The primary driver of this risk is the software's default configuration. By default, Ollama listens on all network interfaces (0.0.0.0) and requires no authentication. This "plug-and-play" ease of use has resulted in 300,000 servers sitting on the public internet, ready to be queried and drained by anyone with an internet connection.
A Timeline of Urgency
The path from discovery to a fix was marked by significant friction between security researchers and the authorities responsible for documenting these risks.

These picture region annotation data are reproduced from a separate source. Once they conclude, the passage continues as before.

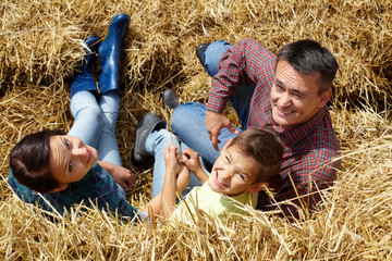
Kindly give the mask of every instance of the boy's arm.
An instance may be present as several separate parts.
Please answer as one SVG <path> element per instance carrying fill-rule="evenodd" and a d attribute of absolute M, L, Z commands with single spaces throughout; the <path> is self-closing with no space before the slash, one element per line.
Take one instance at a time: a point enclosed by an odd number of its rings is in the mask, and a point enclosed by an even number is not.
<path fill-rule="evenodd" d="M 107 170 L 114 181 L 125 189 L 125 191 L 128 191 L 135 183 L 135 177 L 132 175 L 130 170 L 108 161 L 98 161 L 98 164 Z"/>
<path fill-rule="evenodd" d="M 168 219 L 174 211 L 175 191 L 176 191 L 176 175 L 181 173 L 182 165 L 177 161 L 177 148 L 169 145 L 164 150 L 164 165 L 166 175 L 161 192 L 161 210 L 163 217 Z"/>
<path fill-rule="evenodd" d="M 201 184 L 208 181 L 208 175 L 203 170 L 199 161 L 199 154 L 196 151 L 186 148 L 183 151 L 181 160 L 195 174 Z"/>

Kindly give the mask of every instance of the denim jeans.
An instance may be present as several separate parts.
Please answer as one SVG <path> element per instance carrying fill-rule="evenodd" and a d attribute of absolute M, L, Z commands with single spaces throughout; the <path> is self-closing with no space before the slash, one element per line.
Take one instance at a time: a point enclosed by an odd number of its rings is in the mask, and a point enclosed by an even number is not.
<path fill-rule="evenodd" d="M 164 174 L 166 174 L 163 153 L 168 145 L 171 145 L 172 142 L 175 147 L 179 148 L 179 152 L 182 152 L 184 151 L 184 149 L 187 148 L 187 146 L 182 140 L 180 140 L 177 136 L 173 135 L 166 128 L 154 130 L 147 137 L 146 149 L 155 158 L 152 197 L 156 197 L 159 192 L 162 191 L 163 183 L 164 183 Z M 201 161 L 201 159 L 200 159 L 200 163 L 201 163 L 201 167 L 206 171 L 206 166 Z M 207 171 L 206 173 L 209 174 Z M 191 183 L 188 187 L 193 188 L 195 186 L 200 186 L 200 185 L 201 185 L 200 181 L 192 173 Z M 186 194 L 187 191 L 189 190 L 186 189 L 184 194 Z"/>
<path fill-rule="evenodd" d="M 218 73 L 218 66 L 221 57 L 231 45 L 228 41 L 220 40 L 215 41 L 208 46 L 204 53 L 205 69 L 210 76 Z M 243 84 L 237 87 L 236 91 L 232 97 L 229 97 L 230 102 L 235 109 L 238 119 L 242 124 L 242 129 L 247 126 L 247 120 L 249 114 L 249 104 L 255 87 L 250 84 Z M 154 181 L 152 181 L 152 197 L 157 196 L 163 187 L 164 182 L 164 159 L 163 151 L 166 147 L 173 144 L 183 151 L 186 147 L 197 151 L 200 156 L 200 163 L 203 169 L 206 171 L 208 166 L 213 165 L 218 159 L 220 152 L 216 151 L 212 147 L 211 140 L 209 139 L 206 125 L 204 123 L 206 117 L 207 108 L 198 102 L 188 102 L 181 104 L 174 110 L 172 117 L 172 129 L 177 135 L 170 134 L 168 130 L 156 130 L 152 132 L 146 141 L 147 150 L 155 156 L 154 166 Z M 240 132 L 242 129 L 237 128 Z M 230 139 L 234 138 L 235 135 L 230 133 L 226 128 L 221 129 L 219 135 L 219 150 L 222 149 L 224 144 Z M 209 174 L 206 171 L 207 174 Z M 195 175 L 191 175 L 189 189 L 195 186 L 200 186 L 200 182 Z"/>
<path fill-rule="evenodd" d="M 87 90 L 76 92 L 71 99 L 74 124 L 69 133 L 98 151 L 99 161 L 121 164 L 115 138 L 115 124 L 120 110 L 120 94 L 111 90 L 96 96 Z"/>
<path fill-rule="evenodd" d="M 205 69 L 210 76 L 218 73 L 221 57 L 232 46 L 224 40 L 219 40 L 210 44 L 204 53 Z M 233 96 L 229 97 L 235 112 L 241 122 L 240 132 L 246 129 L 247 120 L 249 115 L 249 107 L 255 86 L 249 83 L 244 83 L 237 87 Z M 219 151 L 216 151 L 209 139 L 207 128 L 205 125 L 207 108 L 197 102 L 188 102 L 181 104 L 174 110 L 172 119 L 173 132 L 193 150 L 197 151 L 199 156 L 209 164 L 213 164 L 219 157 L 224 144 L 234 138 L 235 135 L 230 133 L 228 128 L 220 132 L 218 145 Z"/>

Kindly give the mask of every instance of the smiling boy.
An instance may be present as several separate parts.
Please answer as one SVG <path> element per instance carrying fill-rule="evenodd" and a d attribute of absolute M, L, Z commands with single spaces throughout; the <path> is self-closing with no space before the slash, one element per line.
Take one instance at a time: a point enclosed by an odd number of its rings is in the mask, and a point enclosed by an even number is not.
<path fill-rule="evenodd" d="M 160 137 L 169 137 L 166 129 Z M 162 192 L 154 198 L 144 212 L 150 211 L 152 219 L 189 219 L 189 210 L 196 216 L 196 209 L 225 220 L 233 213 L 246 214 L 237 207 L 257 203 L 257 192 L 268 186 L 282 163 L 283 145 L 268 127 L 249 128 L 223 147 L 208 175 L 200 164 L 199 156 L 186 148 L 180 156 L 177 147 L 167 146 L 164 150 L 166 176 Z M 176 192 L 182 192 L 188 182 L 189 171 L 203 184 L 194 187 L 186 199 L 177 206 Z"/>

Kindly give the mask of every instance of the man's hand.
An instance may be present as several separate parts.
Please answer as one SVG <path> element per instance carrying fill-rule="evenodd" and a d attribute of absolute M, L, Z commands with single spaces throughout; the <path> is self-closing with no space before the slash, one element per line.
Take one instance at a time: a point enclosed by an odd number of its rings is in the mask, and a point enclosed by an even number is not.
<path fill-rule="evenodd" d="M 135 183 L 135 177 L 132 175 L 131 171 L 119 166 L 115 164 L 112 164 L 108 161 L 99 161 L 99 165 L 101 165 L 105 170 L 107 170 L 110 175 L 114 178 L 114 181 L 122 186 L 125 191 L 128 191 L 131 187 Z"/>
<path fill-rule="evenodd" d="M 228 128 L 232 134 L 238 134 L 240 132 L 230 123 L 229 119 L 223 113 L 207 111 L 205 125 L 207 127 L 209 139 L 212 142 L 213 148 L 218 151 L 218 144 L 220 140 L 218 136 L 222 128 Z"/>
<path fill-rule="evenodd" d="M 193 173 L 197 173 L 199 171 L 203 171 L 201 169 L 201 164 L 199 161 L 199 154 L 189 149 L 186 148 L 181 157 L 181 161 L 187 166 L 187 169 L 189 169 Z"/>
<path fill-rule="evenodd" d="M 183 165 L 179 162 L 179 148 L 173 145 L 168 145 L 168 147 L 164 149 L 163 158 L 167 174 L 172 173 L 176 176 L 183 167 Z"/>

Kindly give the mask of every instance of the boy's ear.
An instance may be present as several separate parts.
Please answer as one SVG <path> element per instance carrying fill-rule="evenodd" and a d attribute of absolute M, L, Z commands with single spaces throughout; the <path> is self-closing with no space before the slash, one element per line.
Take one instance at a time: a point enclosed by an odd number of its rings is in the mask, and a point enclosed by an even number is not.
<path fill-rule="evenodd" d="M 265 186 L 267 187 L 268 183 L 255 183 L 255 184 L 252 184 L 246 189 L 246 191 L 248 191 L 248 192 L 258 192 L 258 191 L 262 190 Z"/>
<path fill-rule="evenodd" d="M 228 142 L 225 142 L 225 145 L 223 146 L 221 152 L 224 151 L 224 150 L 229 147 L 229 145 L 231 144 L 231 141 L 233 141 L 233 138 L 230 138 L 230 139 L 228 140 Z"/>
<path fill-rule="evenodd" d="M 59 192 L 61 190 L 64 190 L 66 187 L 68 187 L 68 184 L 60 184 L 57 188 L 49 190 L 49 192 Z"/>

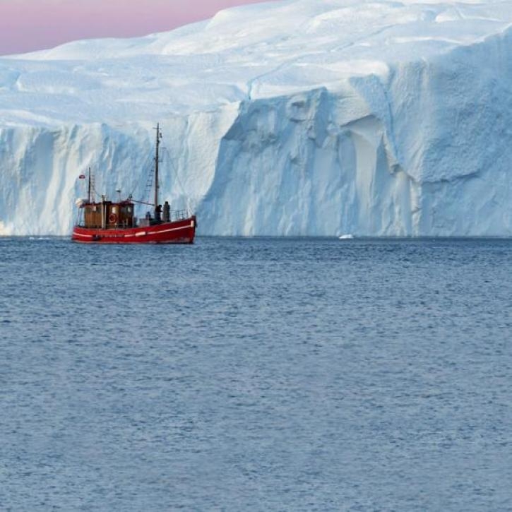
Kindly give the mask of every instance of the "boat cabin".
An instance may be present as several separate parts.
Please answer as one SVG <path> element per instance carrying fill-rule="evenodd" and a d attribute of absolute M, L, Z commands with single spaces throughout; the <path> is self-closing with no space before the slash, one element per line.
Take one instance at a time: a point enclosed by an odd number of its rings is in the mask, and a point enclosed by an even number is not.
<path fill-rule="evenodd" d="M 133 203 L 124 201 L 120 203 L 105 201 L 102 203 L 85 203 L 83 227 L 100 229 L 134 227 Z"/>

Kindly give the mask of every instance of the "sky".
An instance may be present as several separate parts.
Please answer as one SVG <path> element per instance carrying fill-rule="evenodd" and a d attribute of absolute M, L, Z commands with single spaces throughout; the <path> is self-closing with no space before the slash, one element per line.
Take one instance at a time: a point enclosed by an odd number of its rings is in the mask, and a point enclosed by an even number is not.
<path fill-rule="evenodd" d="M 0 0 L 0 55 L 90 37 L 132 37 L 261 0 Z"/>

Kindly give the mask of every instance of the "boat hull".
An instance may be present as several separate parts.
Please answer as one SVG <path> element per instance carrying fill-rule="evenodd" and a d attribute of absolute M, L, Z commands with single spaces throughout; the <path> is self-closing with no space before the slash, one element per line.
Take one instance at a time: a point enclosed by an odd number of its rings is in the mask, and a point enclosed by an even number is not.
<path fill-rule="evenodd" d="M 137 227 L 97 228 L 75 226 L 71 239 L 81 244 L 193 244 L 196 216 Z"/>

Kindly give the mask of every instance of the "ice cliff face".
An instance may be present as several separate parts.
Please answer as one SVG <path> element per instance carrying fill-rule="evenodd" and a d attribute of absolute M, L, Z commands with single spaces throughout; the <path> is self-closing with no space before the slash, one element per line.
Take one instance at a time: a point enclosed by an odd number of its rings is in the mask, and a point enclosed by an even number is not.
<path fill-rule="evenodd" d="M 512 234 L 512 3 L 286 0 L 0 58 L 0 233 L 65 234 L 78 175 L 220 235 Z"/>

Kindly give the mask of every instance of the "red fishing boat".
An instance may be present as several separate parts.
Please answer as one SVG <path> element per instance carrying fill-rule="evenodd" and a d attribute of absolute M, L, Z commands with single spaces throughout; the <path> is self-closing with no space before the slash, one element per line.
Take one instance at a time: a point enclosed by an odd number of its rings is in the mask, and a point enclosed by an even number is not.
<path fill-rule="evenodd" d="M 196 235 L 196 215 L 185 210 L 172 211 L 168 201 L 158 203 L 159 146 L 162 138 L 160 125 L 156 127 L 156 155 L 155 156 L 155 202 L 143 203 L 129 196 L 124 201 L 113 202 L 102 196 L 96 202 L 91 189 L 89 171 L 88 198 L 81 199 L 79 220 L 73 228 L 71 239 L 85 244 L 193 244 Z M 81 175 L 85 179 L 84 175 Z M 119 192 L 119 191 L 118 191 Z M 144 218 L 134 216 L 136 203 L 154 207 Z"/>

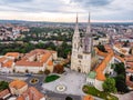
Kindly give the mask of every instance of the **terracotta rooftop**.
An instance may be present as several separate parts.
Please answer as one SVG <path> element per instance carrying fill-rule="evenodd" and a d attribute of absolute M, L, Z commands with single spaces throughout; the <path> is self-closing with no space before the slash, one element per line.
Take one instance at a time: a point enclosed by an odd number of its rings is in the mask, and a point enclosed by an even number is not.
<path fill-rule="evenodd" d="M 50 58 L 51 53 L 50 52 L 45 52 L 41 59 L 41 62 L 47 62 L 48 59 Z"/>
<path fill-rule="evenodd" d="M 48 66 L 53 66 L 52 60 L 50 60 L 50 61 L 48 62 Z"/>
<path fill-rule="evenodd" d="M 133 56 L 126 56 L 125 58 L 124 58 L 126 61 L 133 61 Z"/>
<path fill-rule="evenodd" d="M 116 54 L 114 57 L 117 58 L 119 60 L 121 60 L 122 62 L 125 62 L 124 58 L 116 56 Z"/>
<path fill-rule="evenodd" d="M 21 89 L 24 86 L 27 86 L 27 82 L 22 80 L 13 80 L 12 82 L 9 83 L 9 87 L 17 88 L 17 89 Z"/>
<path fill-rule="evenodd" d="M 84 96 L 83 100 L 94 100 L 92 96 Z"/>
<path fill-rule="evenodd" d="M 41 100 L 44 96 L 39 92 L 34 87 L 30 87 L 17 100 L 25 100 L 27 97 L 29 97 L 29 100 Z"/>
<path fill-rule="evenodd" d="M 101 56 L 101 57 L 106 57 L 106 56 L 108 56 L 106 52 L 102 52 L 102 51 L 100 51 L 98 48 L 95 48 L 95 51 L 96 51 L 98 54 Z"/>
<path fill-rule="evenodd" d="M 6 60 L 7 60 L 7 58 L 4 58 L 4 57 L 0 58 L 0 62 L 3 62 Z"/>
<path fill-rule="evenodd" d="M 2 99 L 3 97 L 10 94 L 10 91 L 8 89 L 3 90 L 0 92 L 0 99 Z"/>
<path fill-rule="evenodd" d="M 41 62 L 37 62 L 37 61 L 24 61 L 24 60 L 20 60 L 16 62 L 16 67 L 43 67 L 43 63 Z"/>
<path fill-rule="evenodd" d="M 20 56 L 19 52 L 8 52 L 6 53 L 6 57 L 14 57 L 16 59 Z"/>
<path fill-rule="evenodd" d="M 2 64 L 2 67 L 11 68 L 13 64 L 13 60 L 8 60 L 6 63 Z"/>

- February 2, 2026: Vulnerability first reported to Ollama.
- February 25, 2026: Ollama acknowledged the bug but requested researchers submit the CVE independently.
- February 26, 2026: Researchers issued an urgent warning: releasing a fix without a public security advisory would leave users unaware of the danger, essentially providing a roadmap for attackers while leaving defenders in the dark.
- March — April 2026: Delays with MITRE forced researchers to seek a third-party authority (Echo) to assign the CVE.
- May 1, 2026: CVE-2026–7482 was finally published to the world.
Closing: The Road to AI Readiness
The "Bleeding Llama" vulnerability serves as a stark reminder that "local" does not automatically mean "secure." For organizations to safely integrate AI, they must move beyond default configurations. Immediate remediation requires updating to Ollama version 0.17.1 or higher.
Beyond patching, the roadmap to AI readiness must include network segmentation and the use of authentication proxies or firewalls to shield these servers from the public web. Simply put, if your AI server is listening to the whole world without a password, you aren't running a private service; you're running a data-leak-as-a-service.
As we race to integrate local AI for privacy, are we inadvertently building the most efficient data-exfiltration machines the world has ever seen?